IUMA was the Internet’s original hosting service for licensed music downloads. Launched in 1993, it not only predated MP3.com as a service where musicians could upload their own songs, but actually came before the MP3 format and most of the web itself. But the site also struggled to pioneer a business model for online music, and eventually shut down in 2006, with hundreds of thoudsands of songs going offline – until now.

The birth of IUMA

IUMA’s story began in the early nineties with a guy called Jeff Patterson, who was playing with a punk band called The Ugly Mugs in Santa Cruz, California. The band was touring local clubs but wanted to reach a wider audience. One day, Patterson and his friend Rob Lord — who later went on to work for the MP3 software maker Nullsoft — stumbled across the MP2 audio format.

That predecessor of today’s MP3 files offered the ability to compress music files to about a tenth of their original size without sounding too bad, and Patterson and Lord started to upload MP2-compressed Ugly Muggs songs to a public FTP server.

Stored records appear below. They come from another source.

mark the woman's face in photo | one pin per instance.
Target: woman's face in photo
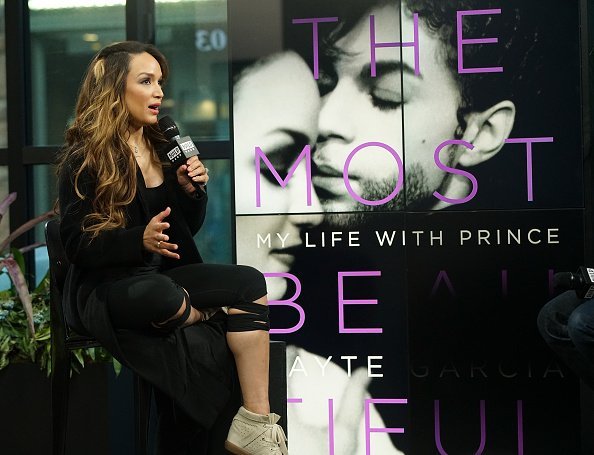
(143, 89)
(276, 106)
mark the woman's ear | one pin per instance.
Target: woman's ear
(487, 131)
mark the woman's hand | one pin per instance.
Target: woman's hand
(154, 240)
(192, 172)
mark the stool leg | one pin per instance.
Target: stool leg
(59, 382)
(142, 409)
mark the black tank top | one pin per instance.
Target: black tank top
(156, 199)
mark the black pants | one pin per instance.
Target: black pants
(142, 300)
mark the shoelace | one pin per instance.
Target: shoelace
(279, 438)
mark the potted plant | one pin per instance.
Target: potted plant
(25, 364)
(24, 314)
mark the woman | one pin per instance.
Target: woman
(127, 222)
(281, 120)
(275, 107)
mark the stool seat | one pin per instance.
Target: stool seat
(64, 340)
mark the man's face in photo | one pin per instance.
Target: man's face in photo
(358, 108)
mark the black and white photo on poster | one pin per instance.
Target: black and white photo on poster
(344, 139)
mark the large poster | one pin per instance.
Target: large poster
(408, 175)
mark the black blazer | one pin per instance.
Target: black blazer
(192, 365)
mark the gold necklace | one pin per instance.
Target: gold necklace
(136, 150)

Soon, they started to upload songs of roommates and other local bands as well. Then they decided to make the music more accessible, first through a gopher page and then a website. The Internet Undergroud Music Archive was born.

Fame and struggles

IUMA was a pioneer and it captured many people’s imaginations. CNN and Rolling Stone reported on the site, and Rob Lord told a reporter of the San Jose Mercury News that the site wanted to “destroy record labels.”

IUMA initially just asked musicians for donations, then started to charge them hefty fees to distribute their music. The company also briefly ran its own record label, offering bands the ability to sell their CDs through the site. And in 1997 — just before Napster was ready to disrupt the music industry with MP3 file sharing — IUMA decided to partner with Liquid Audio to sell copy-protected downloads. Guess how that turned out.

The site was bought by Emusic a year later, and for a while flourished — only to be hit hard when the bubble burst. Emusic laid off IUMA’s staff in early 2001, and sold it to the European online music venture Vitaminic in March of that year. The company initially promised to use IUMA for its U.S. expansion, but eventually shut it down by 2006.

Saved by John Gilmore

Luckily, Electronic Frontier Foundation co-founder John Gilmore managed to scrape the site before it went completely dark. Again, from Scott’s blog:

“He grabbed a copy of all he could – which wasn’t all of it, of course, but it was a hell of a lot of it. He stored them on some backup tapes, and as the site went down, disappeared, and faded into the mists of memory, he looked for a chance to have someone get a copy up somewhere. I was that person.”

Uploading all that data apparently took some time, but Scott tweeted late Monday that IUMA is resurrected:

The resulting archive isn’t just a whole lot of interesting music — with many tracks of musicians who later went on to be famous — it’s also an early testiment of the power of disruption that the Internet would exert on the music industry.